Abstract
2844
Introduction: Radiopharmaceutical therapy (RPT) with ligands or peptides is a molecular radiotherapy framework of significant potential for different diseases. In recent years, targeting the prostate specific membrane antigen (PSMA) has shown promising treatment outcomes. We aim to assess the effect of the fraction of labeled peptides and total ligand amount on the maximum internalized labeled peptide in the tumor for 177Lu-PSMA-I&T.

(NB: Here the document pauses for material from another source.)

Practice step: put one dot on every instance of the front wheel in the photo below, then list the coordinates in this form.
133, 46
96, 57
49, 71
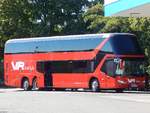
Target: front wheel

Methods: Physiologically-based pharmacokinetic modeling (PBPK) is a powerful method to analyze, simulate and predict the biodistribution of radiolabeled substances. These models combine information on the drug with knowledge of the physiology and biology at the organism level to achieve a mechanistic representation of the drug in biological systems, allowing the simulation of drug concentration-time profiles. We implemented a PBPK model in Python to predict the distribution of 177Lu-PSMA-I&T within various organs and tumors over time. To investigate the effect of fraction of labeled peptide on maximum internalized labeled peptide into the tumor cells, a fixed value of 105 [nmol] is considered for ligand amount, and a range of 1-10% of the ligand amount is assumed as labeled peptide. Furthermore, to study the effect of varying ligand amounts, the fraction of labeled peptide was set to 3%, and the ligand amount varied in the 100-1000 [nmol] range.
Results: The results showed that the amount of tumor-internalized labeled peptide reaches its peak after almost 5 hours. By altering the fraction of labeled peptides from 1 to 10%, with 1% intervals, the maximum concentration rises nearly 0.8% in each step. Increasing the ligand amount from 100 to 500 leads to increasing the maximum concentration. However, when the ligand amount exceeds 500 [nmol], the maximum concentration falls dramatically.
Conclusions: We implemented a PBPK model to determine the effect of ligand amount and the fraction of labeled peptide on maximum internalized labeled peptide in the tumor for 177Lu-PSMA-I&T therapy of prostate cancer. Making use of these parameters can help enable optimization and personalization of RPTs, providing effective treatments for patients while minimizing absorbed doses and toxicities to organs-at-risk. Further model validations and variations are underway.